Le poids d’une erreur de jugement

François Sureau oppose la vérité d’un homme au crédit dû à un état de droit. Un cas de conscience posé à la commission des recours des réfugiés.

Verdussen Monique
Le poids d’une erreur de jugement

Sous le titre pas franchement gai, "Le chemin des morts", c’est le récit d’un jugement et du poids qu’en porte encore, trente ans plus tard, le juge l’ayant prononcé qui a sollicité l’écrivain et actuellement avocat au barreau de Paris François Sureau (photo).
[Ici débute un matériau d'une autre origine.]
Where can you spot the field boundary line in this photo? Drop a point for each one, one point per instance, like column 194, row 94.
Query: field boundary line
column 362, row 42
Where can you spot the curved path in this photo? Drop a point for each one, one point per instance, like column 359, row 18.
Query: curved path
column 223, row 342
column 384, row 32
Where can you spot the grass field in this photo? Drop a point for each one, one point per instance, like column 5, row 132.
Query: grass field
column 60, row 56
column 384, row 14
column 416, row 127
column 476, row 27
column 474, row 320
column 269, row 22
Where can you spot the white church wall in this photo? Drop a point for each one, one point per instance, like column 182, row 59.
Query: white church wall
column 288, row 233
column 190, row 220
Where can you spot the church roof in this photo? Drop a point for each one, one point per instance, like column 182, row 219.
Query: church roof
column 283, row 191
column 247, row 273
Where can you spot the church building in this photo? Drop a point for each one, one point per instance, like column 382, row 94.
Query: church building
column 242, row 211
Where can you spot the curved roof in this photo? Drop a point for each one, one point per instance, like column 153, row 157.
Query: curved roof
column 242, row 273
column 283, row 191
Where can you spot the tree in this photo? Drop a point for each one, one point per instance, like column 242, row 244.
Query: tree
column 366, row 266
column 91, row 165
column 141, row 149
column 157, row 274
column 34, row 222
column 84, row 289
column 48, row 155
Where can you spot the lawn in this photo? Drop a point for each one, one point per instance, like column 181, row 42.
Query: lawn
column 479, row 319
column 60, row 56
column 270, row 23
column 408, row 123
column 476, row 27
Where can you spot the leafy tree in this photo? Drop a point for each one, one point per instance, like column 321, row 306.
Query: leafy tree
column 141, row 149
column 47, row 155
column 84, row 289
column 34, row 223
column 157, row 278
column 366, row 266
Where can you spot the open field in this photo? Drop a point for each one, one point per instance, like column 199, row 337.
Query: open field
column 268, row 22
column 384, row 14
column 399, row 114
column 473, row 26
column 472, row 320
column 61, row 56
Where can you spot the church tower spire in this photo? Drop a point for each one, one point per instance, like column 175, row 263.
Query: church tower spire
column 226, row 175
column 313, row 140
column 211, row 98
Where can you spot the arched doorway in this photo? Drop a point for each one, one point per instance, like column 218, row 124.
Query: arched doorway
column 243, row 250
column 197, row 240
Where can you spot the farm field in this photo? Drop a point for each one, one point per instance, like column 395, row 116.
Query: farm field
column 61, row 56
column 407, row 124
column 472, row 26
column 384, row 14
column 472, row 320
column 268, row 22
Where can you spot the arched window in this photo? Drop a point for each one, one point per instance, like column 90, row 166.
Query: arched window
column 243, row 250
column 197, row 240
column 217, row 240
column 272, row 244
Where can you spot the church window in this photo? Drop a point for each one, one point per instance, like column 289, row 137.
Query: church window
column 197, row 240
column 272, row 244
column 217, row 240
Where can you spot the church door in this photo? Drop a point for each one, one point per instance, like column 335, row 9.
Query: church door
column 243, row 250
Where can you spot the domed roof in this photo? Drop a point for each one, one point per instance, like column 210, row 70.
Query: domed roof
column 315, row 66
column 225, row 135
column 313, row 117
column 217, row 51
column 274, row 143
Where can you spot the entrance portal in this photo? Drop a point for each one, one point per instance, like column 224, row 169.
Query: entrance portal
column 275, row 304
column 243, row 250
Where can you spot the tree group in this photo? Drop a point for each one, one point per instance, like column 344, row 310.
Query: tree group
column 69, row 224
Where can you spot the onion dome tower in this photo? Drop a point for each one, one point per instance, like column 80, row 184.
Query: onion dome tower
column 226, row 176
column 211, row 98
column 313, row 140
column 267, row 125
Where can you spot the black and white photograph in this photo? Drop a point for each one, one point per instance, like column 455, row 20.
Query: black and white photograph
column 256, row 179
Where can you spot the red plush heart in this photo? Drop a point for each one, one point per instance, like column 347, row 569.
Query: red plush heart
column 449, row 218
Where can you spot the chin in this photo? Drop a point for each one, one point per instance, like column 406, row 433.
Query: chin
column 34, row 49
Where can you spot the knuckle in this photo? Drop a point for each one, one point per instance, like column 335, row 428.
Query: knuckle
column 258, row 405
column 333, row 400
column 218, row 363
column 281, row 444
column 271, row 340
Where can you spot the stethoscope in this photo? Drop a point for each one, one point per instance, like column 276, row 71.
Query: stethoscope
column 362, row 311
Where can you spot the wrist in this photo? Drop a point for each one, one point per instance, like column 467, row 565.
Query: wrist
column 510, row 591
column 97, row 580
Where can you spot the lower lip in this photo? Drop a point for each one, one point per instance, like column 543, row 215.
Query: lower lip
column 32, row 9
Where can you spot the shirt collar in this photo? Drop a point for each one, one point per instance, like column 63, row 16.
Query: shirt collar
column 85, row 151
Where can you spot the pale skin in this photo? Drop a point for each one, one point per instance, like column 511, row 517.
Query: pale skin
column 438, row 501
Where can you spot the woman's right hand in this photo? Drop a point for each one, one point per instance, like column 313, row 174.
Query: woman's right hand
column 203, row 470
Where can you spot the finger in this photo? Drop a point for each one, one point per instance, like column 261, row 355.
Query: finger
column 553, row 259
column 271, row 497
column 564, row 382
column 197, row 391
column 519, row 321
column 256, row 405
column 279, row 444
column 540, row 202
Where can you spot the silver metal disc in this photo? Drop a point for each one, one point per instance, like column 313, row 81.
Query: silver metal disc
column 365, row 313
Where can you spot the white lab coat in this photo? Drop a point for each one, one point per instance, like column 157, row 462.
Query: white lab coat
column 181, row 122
Récit ? Aveu ? On ne sait trop mais on ressent que l’auteur de "L’obéissance" (2007) et de "Inigo" (2010) n’est pas étranger aux faits qu’il évoque ici sous un "Je" plein de rigueur, de pudeur et d’honnêteté. D’abord ébloui d’être nommé à vingt-cinq ans au Conseil d’Etat, son narrateur se retrouve rapidement frustré par le peu d’intérêt des dossiers qui lui sont confiés. Il accepte donc avec enthousiasme d’entrer à la commission des recours des réfugiés encore artisanale et plutôt boudée, mais dont le président, Georges Dreyfus, associait l’intelligence à l’écoute attentive des cas qui lui étaient soumis, se montrant habile à démêler le vrai du faux. De quoi susciter l’admiration du jeune nouveau fonctionnaire.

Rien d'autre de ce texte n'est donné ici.